One of the first and crucial steps to setting New Year’s resolutions is to set up your annual wellness visit with a primary care provider (PCP) who will help you build a game plan to keep your health on track.
Build a relationship with your PCP by visiting them at least once per year for an annual physical. They will help you schedule healthcare screenings, including lifesaving screenings for breast, prostate and colon cancers.
3 Healthy New Year's Resolutions
Datasource: New Year's resolutions w/Dr. Helen Chukwu
- Get at least 7 hours of sleep per night.
- Be consistent with bedtime (go to bed at same time every night).
- Create a calm environment.
- Avoid distractions – phones, light.
2. Remain Active
- Exercise at least 30 minutes, three times a week.
- Physical activity produces natural endorphins and helps reduce stress, anxiety.
- Help establish proper cardiovascular state.

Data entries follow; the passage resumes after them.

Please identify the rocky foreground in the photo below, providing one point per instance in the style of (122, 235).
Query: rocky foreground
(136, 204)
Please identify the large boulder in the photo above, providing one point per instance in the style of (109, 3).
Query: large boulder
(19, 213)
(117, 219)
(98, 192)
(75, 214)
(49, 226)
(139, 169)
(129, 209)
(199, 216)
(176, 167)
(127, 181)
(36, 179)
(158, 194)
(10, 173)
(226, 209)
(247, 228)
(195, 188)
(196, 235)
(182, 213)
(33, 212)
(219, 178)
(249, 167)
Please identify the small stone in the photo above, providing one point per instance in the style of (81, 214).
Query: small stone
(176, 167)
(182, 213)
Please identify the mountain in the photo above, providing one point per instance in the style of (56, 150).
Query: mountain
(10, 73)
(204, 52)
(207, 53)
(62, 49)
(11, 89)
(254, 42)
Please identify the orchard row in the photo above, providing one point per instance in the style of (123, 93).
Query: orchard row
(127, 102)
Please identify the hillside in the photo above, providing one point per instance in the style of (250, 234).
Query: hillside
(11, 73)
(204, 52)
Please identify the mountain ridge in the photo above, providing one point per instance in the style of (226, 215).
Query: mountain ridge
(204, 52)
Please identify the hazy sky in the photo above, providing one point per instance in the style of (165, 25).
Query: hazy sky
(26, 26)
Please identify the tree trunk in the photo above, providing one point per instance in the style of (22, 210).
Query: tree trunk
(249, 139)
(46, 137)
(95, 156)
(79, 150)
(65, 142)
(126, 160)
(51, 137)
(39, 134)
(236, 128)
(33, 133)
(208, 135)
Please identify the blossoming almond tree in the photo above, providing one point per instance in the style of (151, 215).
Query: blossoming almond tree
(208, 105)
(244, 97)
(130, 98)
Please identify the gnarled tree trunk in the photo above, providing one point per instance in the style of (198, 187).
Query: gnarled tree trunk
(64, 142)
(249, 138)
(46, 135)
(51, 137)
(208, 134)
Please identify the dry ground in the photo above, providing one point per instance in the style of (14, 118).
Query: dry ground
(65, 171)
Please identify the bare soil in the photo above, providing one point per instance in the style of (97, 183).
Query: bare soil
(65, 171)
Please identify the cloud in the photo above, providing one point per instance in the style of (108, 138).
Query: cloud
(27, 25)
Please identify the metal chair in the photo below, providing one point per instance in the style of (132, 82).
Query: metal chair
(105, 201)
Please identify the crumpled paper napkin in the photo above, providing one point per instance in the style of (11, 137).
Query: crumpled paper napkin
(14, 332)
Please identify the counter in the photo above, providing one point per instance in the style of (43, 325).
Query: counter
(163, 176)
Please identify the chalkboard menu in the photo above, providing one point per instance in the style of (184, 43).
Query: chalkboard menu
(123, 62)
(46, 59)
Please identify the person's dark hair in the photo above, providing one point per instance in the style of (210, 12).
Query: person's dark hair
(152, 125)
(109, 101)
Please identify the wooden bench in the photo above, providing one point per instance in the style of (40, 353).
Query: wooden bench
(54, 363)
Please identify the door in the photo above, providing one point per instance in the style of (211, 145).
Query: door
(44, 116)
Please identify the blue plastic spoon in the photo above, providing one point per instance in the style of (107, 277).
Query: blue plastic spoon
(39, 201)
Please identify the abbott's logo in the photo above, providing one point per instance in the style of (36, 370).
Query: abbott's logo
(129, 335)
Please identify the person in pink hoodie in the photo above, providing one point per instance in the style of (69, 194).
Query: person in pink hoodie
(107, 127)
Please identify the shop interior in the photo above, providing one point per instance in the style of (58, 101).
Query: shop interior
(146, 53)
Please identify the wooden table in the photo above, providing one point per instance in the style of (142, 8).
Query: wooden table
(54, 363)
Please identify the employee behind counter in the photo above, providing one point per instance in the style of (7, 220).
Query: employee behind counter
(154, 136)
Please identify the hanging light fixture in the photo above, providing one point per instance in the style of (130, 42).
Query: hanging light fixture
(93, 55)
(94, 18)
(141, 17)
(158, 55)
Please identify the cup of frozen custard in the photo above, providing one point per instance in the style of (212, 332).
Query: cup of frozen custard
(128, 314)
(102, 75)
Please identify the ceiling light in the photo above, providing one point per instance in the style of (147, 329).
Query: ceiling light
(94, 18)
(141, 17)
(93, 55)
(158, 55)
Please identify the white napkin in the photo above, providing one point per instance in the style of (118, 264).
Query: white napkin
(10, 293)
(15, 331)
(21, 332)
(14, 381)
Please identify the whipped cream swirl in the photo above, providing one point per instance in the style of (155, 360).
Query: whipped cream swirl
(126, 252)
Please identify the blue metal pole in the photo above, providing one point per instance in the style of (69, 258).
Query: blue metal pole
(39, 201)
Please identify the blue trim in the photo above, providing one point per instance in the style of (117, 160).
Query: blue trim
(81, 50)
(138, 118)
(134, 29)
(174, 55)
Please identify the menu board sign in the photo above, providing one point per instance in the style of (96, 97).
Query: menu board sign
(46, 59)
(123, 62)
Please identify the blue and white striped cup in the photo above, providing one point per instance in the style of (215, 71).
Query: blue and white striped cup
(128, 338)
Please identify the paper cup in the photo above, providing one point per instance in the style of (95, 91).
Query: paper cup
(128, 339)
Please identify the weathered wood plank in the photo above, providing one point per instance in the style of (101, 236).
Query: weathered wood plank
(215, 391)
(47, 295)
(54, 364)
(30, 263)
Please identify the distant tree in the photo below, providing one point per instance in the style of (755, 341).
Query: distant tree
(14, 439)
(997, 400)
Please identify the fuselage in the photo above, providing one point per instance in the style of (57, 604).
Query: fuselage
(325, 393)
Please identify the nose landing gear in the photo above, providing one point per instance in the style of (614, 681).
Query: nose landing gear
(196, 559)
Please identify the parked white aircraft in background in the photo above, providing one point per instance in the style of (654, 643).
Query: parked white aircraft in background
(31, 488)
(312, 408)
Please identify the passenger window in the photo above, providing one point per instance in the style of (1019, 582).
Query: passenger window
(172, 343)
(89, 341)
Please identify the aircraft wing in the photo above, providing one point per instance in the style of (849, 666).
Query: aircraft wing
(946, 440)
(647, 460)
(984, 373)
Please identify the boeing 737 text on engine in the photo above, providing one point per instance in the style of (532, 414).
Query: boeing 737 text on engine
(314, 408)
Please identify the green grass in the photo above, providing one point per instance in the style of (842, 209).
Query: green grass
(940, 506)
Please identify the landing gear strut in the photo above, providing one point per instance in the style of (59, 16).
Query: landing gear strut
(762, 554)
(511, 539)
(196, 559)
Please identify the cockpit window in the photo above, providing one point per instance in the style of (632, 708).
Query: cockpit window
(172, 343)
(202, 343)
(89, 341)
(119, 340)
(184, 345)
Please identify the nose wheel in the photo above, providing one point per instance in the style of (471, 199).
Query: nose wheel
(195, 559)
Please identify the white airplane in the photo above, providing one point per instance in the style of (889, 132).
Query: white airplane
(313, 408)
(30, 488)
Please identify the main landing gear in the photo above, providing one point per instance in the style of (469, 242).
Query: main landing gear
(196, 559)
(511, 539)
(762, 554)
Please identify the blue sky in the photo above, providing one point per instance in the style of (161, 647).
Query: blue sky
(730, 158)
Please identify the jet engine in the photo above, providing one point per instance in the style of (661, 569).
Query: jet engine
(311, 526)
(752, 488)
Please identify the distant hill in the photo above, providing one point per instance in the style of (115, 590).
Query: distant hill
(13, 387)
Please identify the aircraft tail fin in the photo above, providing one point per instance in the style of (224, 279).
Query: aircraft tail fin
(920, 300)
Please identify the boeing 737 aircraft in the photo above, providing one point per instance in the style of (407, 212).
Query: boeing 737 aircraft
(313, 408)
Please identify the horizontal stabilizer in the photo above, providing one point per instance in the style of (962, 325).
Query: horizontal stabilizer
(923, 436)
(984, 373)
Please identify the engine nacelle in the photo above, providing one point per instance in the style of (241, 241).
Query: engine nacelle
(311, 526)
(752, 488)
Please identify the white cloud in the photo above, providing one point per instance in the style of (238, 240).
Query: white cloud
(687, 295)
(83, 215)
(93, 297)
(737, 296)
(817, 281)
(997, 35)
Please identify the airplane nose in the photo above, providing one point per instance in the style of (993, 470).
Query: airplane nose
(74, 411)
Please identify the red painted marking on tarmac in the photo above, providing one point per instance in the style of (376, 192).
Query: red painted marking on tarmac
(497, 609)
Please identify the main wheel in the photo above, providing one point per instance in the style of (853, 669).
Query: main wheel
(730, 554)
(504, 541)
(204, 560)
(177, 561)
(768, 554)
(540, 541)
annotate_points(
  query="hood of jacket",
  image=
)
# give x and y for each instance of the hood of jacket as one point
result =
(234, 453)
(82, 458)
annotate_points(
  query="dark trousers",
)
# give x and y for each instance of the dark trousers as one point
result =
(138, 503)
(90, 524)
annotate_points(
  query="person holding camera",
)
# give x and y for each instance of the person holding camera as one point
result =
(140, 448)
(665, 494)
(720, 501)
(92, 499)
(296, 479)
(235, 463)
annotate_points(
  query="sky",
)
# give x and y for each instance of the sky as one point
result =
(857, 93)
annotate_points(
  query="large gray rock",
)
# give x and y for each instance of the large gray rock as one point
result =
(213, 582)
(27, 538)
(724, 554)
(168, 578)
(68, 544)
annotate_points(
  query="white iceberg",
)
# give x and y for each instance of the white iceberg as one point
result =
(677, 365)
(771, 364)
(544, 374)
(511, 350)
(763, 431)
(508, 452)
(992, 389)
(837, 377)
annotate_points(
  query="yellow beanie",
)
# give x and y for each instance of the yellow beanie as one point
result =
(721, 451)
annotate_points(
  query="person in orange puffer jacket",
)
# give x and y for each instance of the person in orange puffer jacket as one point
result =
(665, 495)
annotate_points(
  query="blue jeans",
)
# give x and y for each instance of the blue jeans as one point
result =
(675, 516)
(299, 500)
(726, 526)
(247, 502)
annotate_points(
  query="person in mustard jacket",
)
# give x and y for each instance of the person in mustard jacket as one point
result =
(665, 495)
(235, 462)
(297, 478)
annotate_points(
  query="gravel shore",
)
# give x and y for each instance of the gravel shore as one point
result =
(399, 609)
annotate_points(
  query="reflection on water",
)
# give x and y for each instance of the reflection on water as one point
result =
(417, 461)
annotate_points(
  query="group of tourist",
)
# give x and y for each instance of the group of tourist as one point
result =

3. Ensure Proper Nutrition
- Vegetables: fresh, grilled or steamed, not fried or boiled.
- Fruits: fresh or frozen, not dried or canned, which may have added sugars.
- Three meals per day (breakfast, lunch and dinner).
- Colorful plate: dark leafy greens, fresh herbs, peppers, broccoli, lean meats, poultry, fish, beans and whole grains.
Calorie Saver Tips
Try these simple food swaps to save calories.
- Replace 1 cup of pasta with ½ cup of pasta and 1 cup of broccoli to save 100 calories.
- Replace 1 cup of white rice with ½ cup rice and 1 cup of spinach to save 125 calories.
- Healthy snacks between lunch and dinner may decrease the risk of overeating or choosing less healthy foods.
- Include sliced vegetables or fruit in a snack bag for easy access.
- Appropriate water consumption can help prevent dehydration, lubricate your joints, avoid constipation, aid the body to get rid of waste and stabilize your mood.
- On average, men should consume 3.7 liters of fluids per day and women 2.7 liters (20% of daily water consumption comes from food and other drinks).
- Excessive alcohol consumption can affect sleep, increase stress and ultimately, negatively impact overall health (i.e., lead to liver cirrhosis/pancreatitis/cancer of the liver, mouth, throat, larynx and esophagus/hypertension).
- Excessive drinking in men includes consuming more than 14 drinks in a week. In women, this includes consuming about 8 drinks per week.
Don’t just set it, achieve it. Here’s how:
- Establish a plan.
- Write down your goals.
- Involve others and speak to family and friends to help keep you accountable.
- Set weekly goals.
- Reward yourself for completing weekly goals with extra time for yourself, such as reading a good book, catching up on a great show, fishing, biking or purchasing a small token item for yourself.
- Pair up with others to work together and achieve similar goals.
2020 has been a tough and challenging year for everyone. If you or someone you know is suffering from anxiety or depression, share with your PCP. Do not be afraid to share how you are feeling, your PCP can work with you and provide necessary help.
Our offices are taking extra precautions to ensure patient and staff safety, and we are offering telehealth visits to make it as easy as possible for you to see your primary care provider in-person or virtually, from the comfort, safety and convenience of your own home.
Remember, an ounce of prevention is better than a cure.